Kontakt : 0221 / 93 70 18 - 0
Wir durchsuchen unsere Datenbank

BVerwG - Entscheidung vom 01.09.2021

1 B 43.21

Normen:
VwGO § 132 Abs. 2 Nr. 3

BVerwG, Beschluss vom 01.09.2021 - Aktenzeichen 1 B 43.21

DRsp Nr. 2021/17926

Zulassung der Revision wegen einer Verletzung des Überzeugungsgrundsatzes

Tenor

Die Beschwerde gegen die Nichtzulassung der Revision in dem Urteil des Oberverwaltungsgerichts für das Land Nordrhein-Westfalen vom 11. Juni 2021 wird zurückgewiesen.

Der Kläger trägt die Kosten des Beschwerdeverfahrens.

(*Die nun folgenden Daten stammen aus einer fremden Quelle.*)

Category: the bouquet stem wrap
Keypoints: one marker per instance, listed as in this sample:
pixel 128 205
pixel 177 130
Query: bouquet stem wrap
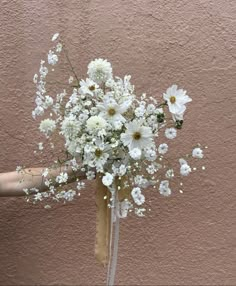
pixel 109 212
pixel 103 222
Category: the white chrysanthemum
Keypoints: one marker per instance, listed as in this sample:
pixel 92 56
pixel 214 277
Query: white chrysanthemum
pixel 164 188
pixel 137 135
pixel 52 58
pixel 150 154
pixel 185 169
pixel 170 133
pixel 135 192
pixel 88 86
pixel 163 148
pixel 111 110
pixel 99 70
pixel 135 153
pixel 140 111
pixel 197 153
pixel 107 179
pixel 95 123
pixel 176 99
pixel 47 126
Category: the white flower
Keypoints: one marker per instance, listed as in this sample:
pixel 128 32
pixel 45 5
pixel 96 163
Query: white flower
pixel 90 175
pixel 170 133
pixel 96 123
pixel 62 178
pixel 197 153
pixel 52 58
pixel 150 154
pixel 163 148
pixel 185 169
pixel 47 126
pixel 137 135
pixel 151 108
pixel 140 212
pixel 176 99
pixel 140 111
pixel 107 179
pixel 169 174
pixel 55 36
pixel 88 86
pixel 151 169
pixel 135 192
pixel 135 153
pixel 99 70
pixel 164 188
pixel 111 110
pixel 70 126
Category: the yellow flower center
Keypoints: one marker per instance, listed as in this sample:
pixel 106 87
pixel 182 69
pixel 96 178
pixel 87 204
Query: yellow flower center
pixel 136 135
pixel 172 99
pixel 92 87
pixel 98 153
pixel 111 111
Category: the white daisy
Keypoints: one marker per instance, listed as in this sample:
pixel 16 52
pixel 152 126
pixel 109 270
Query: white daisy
pixel 111 110
pixel 99 70
pixel 107 179
pixel 88 86
pixel 96 123
pixel 137 135
pixel 185 169
pixel 163 148
pixel 176 99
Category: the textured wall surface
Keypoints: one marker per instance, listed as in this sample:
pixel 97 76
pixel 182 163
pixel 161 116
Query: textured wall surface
pixel 189 238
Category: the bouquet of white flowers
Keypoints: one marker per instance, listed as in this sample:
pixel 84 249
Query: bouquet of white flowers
pixel 111 134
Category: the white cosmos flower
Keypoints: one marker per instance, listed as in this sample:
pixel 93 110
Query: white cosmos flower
pixel 99 70
pixel 88 86
pixel 137 135
pixel 107 179
pixel 176 99
pixel 197 153
pixel 111 110
pixel 96 123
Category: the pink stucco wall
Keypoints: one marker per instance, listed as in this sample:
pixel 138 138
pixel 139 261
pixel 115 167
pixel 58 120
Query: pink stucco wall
pixel 189 238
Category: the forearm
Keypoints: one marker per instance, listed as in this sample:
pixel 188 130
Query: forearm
pixel 14 183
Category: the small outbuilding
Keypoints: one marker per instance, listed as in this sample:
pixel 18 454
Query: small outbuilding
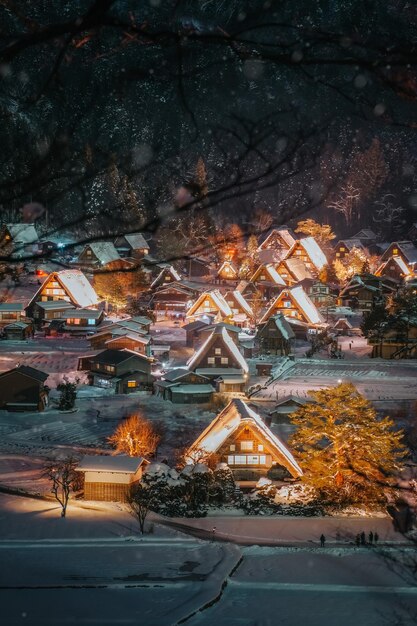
pixel 109 478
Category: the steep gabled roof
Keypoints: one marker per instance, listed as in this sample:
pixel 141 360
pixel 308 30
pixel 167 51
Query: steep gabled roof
pixel 230 264
pixel 297 268
pixel 302 301
pixel 26 370
pixel 23 234
pixel 136 241
pixel 404 269
pixel 75 283
pixel 313 250
pixel 229 344
pixel 218 300
pixel 241 302
pixel 104 251
pixel 284 234
pixel 269 269
pixel 168 269
pixel 234 416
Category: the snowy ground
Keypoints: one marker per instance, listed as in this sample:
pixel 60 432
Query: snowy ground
pixel 91 568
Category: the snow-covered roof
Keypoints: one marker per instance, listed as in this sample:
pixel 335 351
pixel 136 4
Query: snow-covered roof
pixel 11 307
pixel 218 300
pixel 191 389
pixel 284 234
pixel 302 302
pixel 136 241
pixel 298 269
pixel 242 302
pixel 120 464
pixel 315 253
pixel 23 233
pixel 229 264
pixel 78 287
pixel 228 342
pixel 365 233
pixel 235 415
pixel 104 251
pixel 283 326
pixel 403 267
pixel 168 269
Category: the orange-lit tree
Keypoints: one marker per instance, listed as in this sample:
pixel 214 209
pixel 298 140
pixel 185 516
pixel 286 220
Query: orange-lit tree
pixel 347 454
pixel 135 436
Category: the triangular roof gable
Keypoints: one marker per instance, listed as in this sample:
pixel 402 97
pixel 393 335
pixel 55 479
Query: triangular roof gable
pixel 227 263
pixel 76 286
pixel 165 270
pixel 300 301
pixel 219 304
pixel 284 236
pixel 404 269
pixel 313 251
pixel 237 414
pixel 228 343
pixel 240 302
pixel 270 270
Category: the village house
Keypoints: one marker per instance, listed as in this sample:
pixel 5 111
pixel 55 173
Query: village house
pixel 399 341
pixel 23 389
pixel 309 252
pixel 166 276
pixel 173 299
pixel 293 271
pixel 122 370
pixel 18 240
pixel 70 286
pixel 396 269
pixel 267 280
pixel 406 250
pixel 344 246
pixel 228 271
pixel 80 321
pixel 281 414
pixel 320 294
pixel 210 305
pixel 18 331
pixel 362 292
pixel 132 245
pixel 98 254
pixel 295 304
pixel 192 335
pixel 242 312
pixel 110 478
pixel 11 312
pixel 275 336
pixel 240 438
pixel 44 313
pixel 219 358
pixel 279 240
pixel 181 386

Der Wert des Streitgegenstands wird für das Beschwerdeverfahren auf 5 000 € festgesetzt.

Normenkette:

VwGO § 132 Abs. 2 Nr. 3 ;

Gründe

1. Die allein auf einen Verfahrensmangel (§ 132 Abs. 2 Nr. 3 VwGO ) gestützte Beschwerde bleibt ohne Erfolg. Die Rüge, das Oberverwaltungsgericht habe den Sachverhalt aktenwidrig festgestellt, rechtfertigt die Zulassung der Revision wegen einer Verletzung des Überzeugungsgrundsatzes nicht.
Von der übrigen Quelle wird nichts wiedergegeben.